Başrollerin ne iş yaptığını bilmeyiz, çalışıp çalışmadıklarına dair de bir fikrimiz yoktur. Ancak yoksul karakterimiz bile her gün başka bir kıyafetle çıkar karşımıza, taksiye biner. Geçim kaygısına, memleket meselelerine neredeyse hiç yer verilmez. Karakterimizin hayattaki tek kaygısı sevdiği kadındır. Dünya adeta onların etrafında dönüyordur.

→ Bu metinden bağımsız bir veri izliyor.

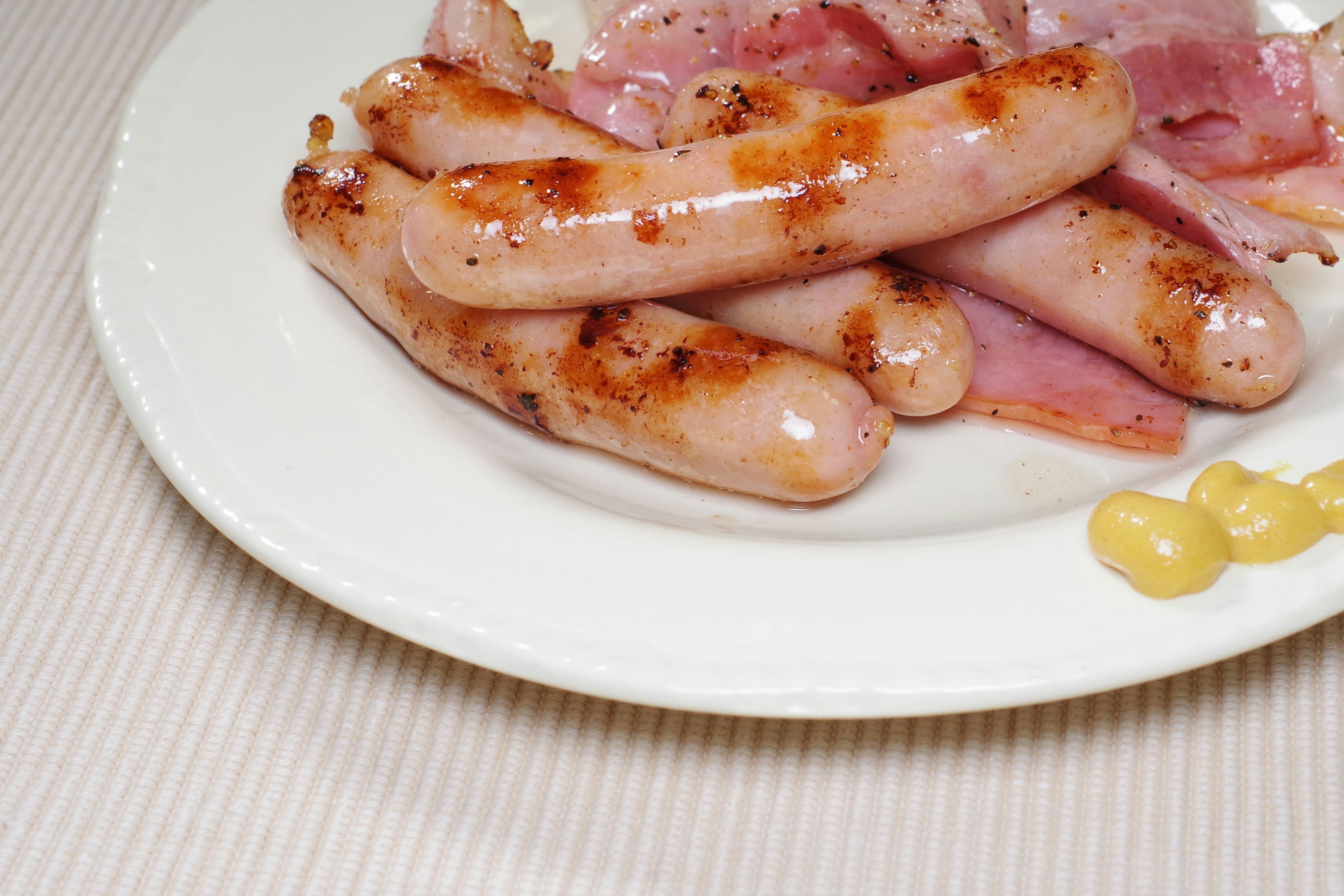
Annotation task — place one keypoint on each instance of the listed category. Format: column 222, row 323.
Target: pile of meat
column 744, row 233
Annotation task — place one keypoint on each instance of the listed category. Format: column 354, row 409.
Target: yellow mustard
column 1327, row 487
column 1265, row 520
column 1167, row 548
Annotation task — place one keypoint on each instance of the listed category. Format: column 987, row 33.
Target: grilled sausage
column 831, row 192
column 687, row 397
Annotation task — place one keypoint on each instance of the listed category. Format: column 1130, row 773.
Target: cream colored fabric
column 175, row 719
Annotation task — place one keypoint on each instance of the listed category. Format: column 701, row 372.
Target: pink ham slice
column 1253, row 238
column 1314, row 191
column 646, row 50
column 1224, row 108
column 1057, row 23
column 834, row 49
column 1029, row 371
column 487, row 38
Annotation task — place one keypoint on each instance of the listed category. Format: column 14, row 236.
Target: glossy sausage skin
column 733, row 101
column 908, row 343
column 1189, row 320
column 428, row 115
column 827, row 194
column 683, row 396
column 901, row 335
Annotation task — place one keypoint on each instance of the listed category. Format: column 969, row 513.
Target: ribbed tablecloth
column 176, row 719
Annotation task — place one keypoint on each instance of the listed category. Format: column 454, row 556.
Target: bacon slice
column 1057, row 23
column 487, row 38
column 1224, row 108
column 636, row 61
column 1314, row 191
column 1030, row 371
column 1253, row 238
column 835, row 49
column 646, row 50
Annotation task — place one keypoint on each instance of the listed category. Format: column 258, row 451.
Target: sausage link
column 901, row 335
column 1189, row 320
column 1183, row 316
column 904, row 339
column 687, row 397
column 831, row 192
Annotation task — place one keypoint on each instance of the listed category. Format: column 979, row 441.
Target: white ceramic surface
column 958, row 578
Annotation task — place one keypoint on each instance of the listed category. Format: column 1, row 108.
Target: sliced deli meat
column 1224, row 108
column 1189, row 320
column 1030, row 371
column 1252, row 237
column 1058, row 23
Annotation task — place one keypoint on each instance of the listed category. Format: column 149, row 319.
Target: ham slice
column 487, row 38
column 1224, row 108
column 636, row 61
column 1030, row 371
column 932, row 42
column 1253, row 238
column 1057, row 23
column 1314, row 191
column 646, row 50
column 835, row 49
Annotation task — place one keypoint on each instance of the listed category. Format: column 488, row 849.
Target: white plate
column 958, row 578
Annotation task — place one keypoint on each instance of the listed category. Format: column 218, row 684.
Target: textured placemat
column 174, row 718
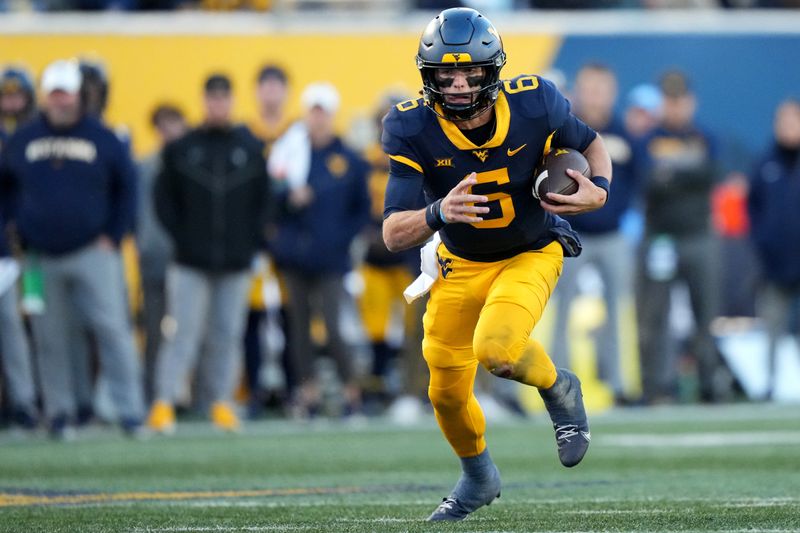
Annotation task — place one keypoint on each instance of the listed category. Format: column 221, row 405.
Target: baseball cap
column 272, row 72
column 320, row 94
column 217, row 82
column 645, row 96
column 674, row 84
column 64, row 75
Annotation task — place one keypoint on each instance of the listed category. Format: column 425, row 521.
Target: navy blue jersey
column 431, row 154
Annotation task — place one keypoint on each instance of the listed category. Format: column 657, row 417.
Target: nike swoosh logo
column 512, row 153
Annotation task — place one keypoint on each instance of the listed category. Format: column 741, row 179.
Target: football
column 551, row 176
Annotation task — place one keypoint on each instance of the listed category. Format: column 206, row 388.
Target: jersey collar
column 503, row 117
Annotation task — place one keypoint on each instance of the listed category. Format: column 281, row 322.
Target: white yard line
column 699, row 440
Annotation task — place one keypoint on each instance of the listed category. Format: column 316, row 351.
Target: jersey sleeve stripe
column 406, row 161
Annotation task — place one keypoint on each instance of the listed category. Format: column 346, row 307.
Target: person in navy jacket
column 325, row 204
column 773, row 203
column 604, row 245
column 73, row 196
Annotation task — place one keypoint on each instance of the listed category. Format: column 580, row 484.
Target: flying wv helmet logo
column 444, row 265
column 483, row 155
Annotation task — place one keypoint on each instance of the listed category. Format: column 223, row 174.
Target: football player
column 472, row 143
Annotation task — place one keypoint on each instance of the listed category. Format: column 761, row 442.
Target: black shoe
column 24, row 418
column 84, row 415
column 564, row 403
column 60, row 428
column 133, row 428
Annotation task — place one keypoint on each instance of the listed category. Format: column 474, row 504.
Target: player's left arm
column 588, row 196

Aşırı zengin kadın başrolümüz için de kendi etrafında dönüyordur. Yalıda veya bir köşkte yaşıyordur. En lüks elbiseleri giyer, en lüks restoranlarda yemek yer, kendi küçük dünyası dışında başka bir dünya görünce garipser, küçümser, şaşkına döner. Canı sıkılınca alışverişe çıkar, üzülünce çikolata yer, sevinince partiye gider. Yabancı hayatlar, yalancı hayatlar.

BÖYLE YAŞAYAN KAÇ KİŞİ TANIYORUZ?

Toplumu üretmeden tüketmeye, kısa yoldan köşe dönmeye, lükse özendirerek mutsuz etmekten başka bir işe yaramayan bu boş ekranlar hayatımızdan saatler çalıyor. Senaryo bunun tersi de olabilir yani “zengin oğlan fakir kız” da olabilir burada da karakterlerin özellikleri değişmez. Ana fikir “zengin birini bulursan hayatın kurtulur”dur. Aldatmak da aldatılmakta meşrudur bu dizilerde. Entrikalar döner, yalanlar söylenir, sevgi mekanikleşir.

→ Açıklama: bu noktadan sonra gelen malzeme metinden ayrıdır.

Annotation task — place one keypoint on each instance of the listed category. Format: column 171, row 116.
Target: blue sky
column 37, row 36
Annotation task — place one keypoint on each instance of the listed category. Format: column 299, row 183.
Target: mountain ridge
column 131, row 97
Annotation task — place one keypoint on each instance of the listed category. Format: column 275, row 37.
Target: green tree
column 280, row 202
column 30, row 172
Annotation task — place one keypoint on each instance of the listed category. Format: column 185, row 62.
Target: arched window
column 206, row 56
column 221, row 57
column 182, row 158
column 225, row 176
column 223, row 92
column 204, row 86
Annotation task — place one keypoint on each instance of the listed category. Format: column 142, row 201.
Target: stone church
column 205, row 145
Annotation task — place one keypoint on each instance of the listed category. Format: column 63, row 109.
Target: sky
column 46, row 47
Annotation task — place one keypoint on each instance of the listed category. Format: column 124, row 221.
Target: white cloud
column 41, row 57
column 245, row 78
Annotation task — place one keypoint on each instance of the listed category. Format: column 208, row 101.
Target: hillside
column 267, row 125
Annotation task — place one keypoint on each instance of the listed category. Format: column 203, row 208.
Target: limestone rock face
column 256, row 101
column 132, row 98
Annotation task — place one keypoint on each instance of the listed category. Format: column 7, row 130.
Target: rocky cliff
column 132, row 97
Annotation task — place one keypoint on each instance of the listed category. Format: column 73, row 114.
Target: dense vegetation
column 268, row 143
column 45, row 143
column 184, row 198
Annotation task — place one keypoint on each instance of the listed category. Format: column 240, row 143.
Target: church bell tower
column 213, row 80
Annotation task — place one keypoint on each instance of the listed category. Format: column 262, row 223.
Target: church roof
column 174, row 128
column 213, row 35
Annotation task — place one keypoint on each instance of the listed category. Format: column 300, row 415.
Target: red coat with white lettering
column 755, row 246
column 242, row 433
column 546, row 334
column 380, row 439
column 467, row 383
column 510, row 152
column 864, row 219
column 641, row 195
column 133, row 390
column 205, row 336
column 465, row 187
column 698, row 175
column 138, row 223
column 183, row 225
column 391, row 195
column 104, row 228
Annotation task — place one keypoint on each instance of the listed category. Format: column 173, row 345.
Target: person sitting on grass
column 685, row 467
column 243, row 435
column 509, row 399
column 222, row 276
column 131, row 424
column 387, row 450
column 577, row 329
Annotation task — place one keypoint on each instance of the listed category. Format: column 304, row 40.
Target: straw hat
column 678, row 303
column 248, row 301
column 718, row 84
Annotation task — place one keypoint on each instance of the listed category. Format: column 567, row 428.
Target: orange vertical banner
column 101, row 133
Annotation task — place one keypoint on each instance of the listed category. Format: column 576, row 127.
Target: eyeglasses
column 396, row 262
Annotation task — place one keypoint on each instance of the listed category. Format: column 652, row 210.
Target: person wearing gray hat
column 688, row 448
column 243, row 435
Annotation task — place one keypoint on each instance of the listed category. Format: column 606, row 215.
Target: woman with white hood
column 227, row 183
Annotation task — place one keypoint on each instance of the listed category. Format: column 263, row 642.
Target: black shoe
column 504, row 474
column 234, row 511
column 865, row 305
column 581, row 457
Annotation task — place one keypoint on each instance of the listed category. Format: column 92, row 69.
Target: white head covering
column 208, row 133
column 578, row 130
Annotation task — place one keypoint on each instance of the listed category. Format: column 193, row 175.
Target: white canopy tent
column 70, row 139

İtalyan düşünür Antonio Gramsci “İnsanı kafasından yakalayacaksın; kolu, bacağı, gövdesi nasıl olsa geriden gelir.” der. Bu diziler, insanları tam da kafasından yakalayıp düşüncelerine sızmakta, kendine ve toplumuna yabancılaştırmaya çalışmaktadır.

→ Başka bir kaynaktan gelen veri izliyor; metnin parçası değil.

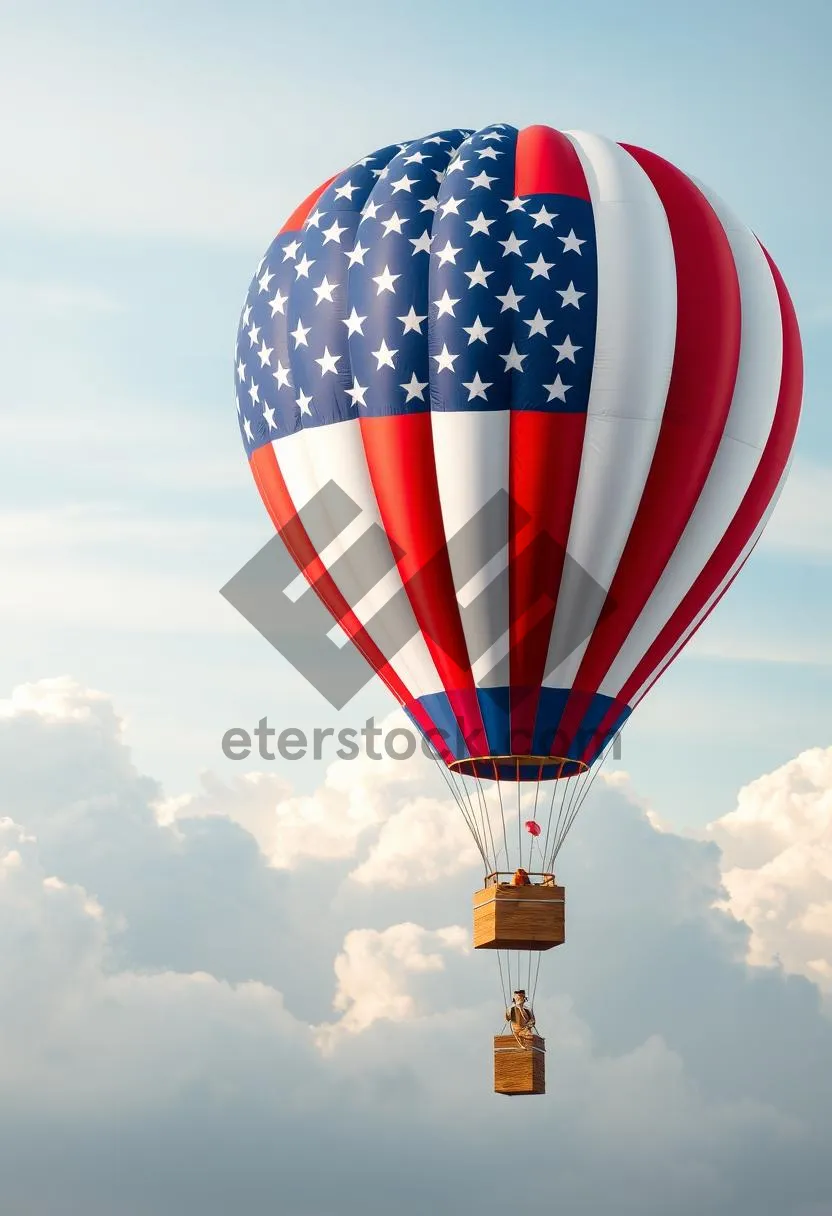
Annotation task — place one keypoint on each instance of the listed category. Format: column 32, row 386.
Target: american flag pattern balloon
column 565, row 381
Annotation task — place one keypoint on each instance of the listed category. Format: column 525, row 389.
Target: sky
column 186, row 981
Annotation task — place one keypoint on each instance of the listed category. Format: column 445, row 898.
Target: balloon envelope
column 561, row 384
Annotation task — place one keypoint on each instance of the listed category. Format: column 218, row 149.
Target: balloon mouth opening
column 518, row 767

Toplumsal düzen yasalarla, yani hukukla sağlanır. Toplumun geniş kesimlerine hitap eden dizilerin suça teşvik etmesine devlet yöneticilerinin nasıl göz yumduğunu anlamak mümkün değil. Hele ki son yıllarda ücretli dizi-film siteleri ile devletin denetim mekanizması tamamen ortadan kalkmıştır.

Emperyalizmin en büyük silahı kültür üzerinde yarattığı tahribattır. Kültür ise bir toplumun yaşayış ve düşünce biçiminin toplamıdır. Yani emperyalizm kendi kültürünü dayatarak ve benimseterek yaşayış biçimimizi değiştirmek istemektedir. Bizlere sahte hayatlar sunmaktadır.

İnsanların kendini yetersiz, çaresiz ve mutsuz hissetmesine sebep olan diziler ve filmler değil eğleneceğimiz, öğreneceğimiz diziler ve filmlerin düşünü kuruyoruz. Kemal Sunal filmlerini yıllar geçmesine rağmen hala keyifle tekrar tekrar izlememizin nedeni orada kendimizden bir parça bulmamızdır. Bizim hayatımıza benzemesidir, insancıl olmasıdır. Hangimiz benzetmedik ki kendimizi bir Hababam Sınıfı karakterine? Hangimiz gülmedik Levent Kırca’nın skeçlerine. Hangimiz 7 Numara’nın bir sakiniymişiz gibi hissetmedik? Çünkü buralarda bizden bir parça vardı, bizi anlatıyordu.

YENİ SEZONU BİZ ÇEKECEĞİZ

Zaman akıp gider, şarja takarak dolduramayız. “Bütün insanların yerine koyuyorum kendimi. Sonra bütün insanlara yönelttiğim sorulara yanıt arıyorum. Sırtımda her an şaklayan kırbacın acısını duyuyorum. Kırbacı adlandırıyorum: Zaman!” Hasan Yalçın böyle özetliyor zamanı. Zamanımızı biz yönetmezsek başkaları yönetir. Başkaları şaklatır kırbacı sırtımızda. Kendi zamanımızı ekran başında yönetemeyiz. Tabii ki bu dizi ve film izlemeyeceğiz anlamına gelmez. İzleyeceğiz ancak hayattan gerçeklikten koparılmış sahteliklerle zamanımızı yitirmeyeceğiz.

Tarihimizi, Anadolu’nun büyük kültürel mirasını perdelere ekranlara aktaracak ve sanatı emperyalizmin tekelinden kurtaracak olan nice yönetmen ve senaristler bizim içimizden çıkacaktır. Hayatın içinden, vatanseverlerin gözünden göreceğiz dünyayı ve güzel memleketimizi.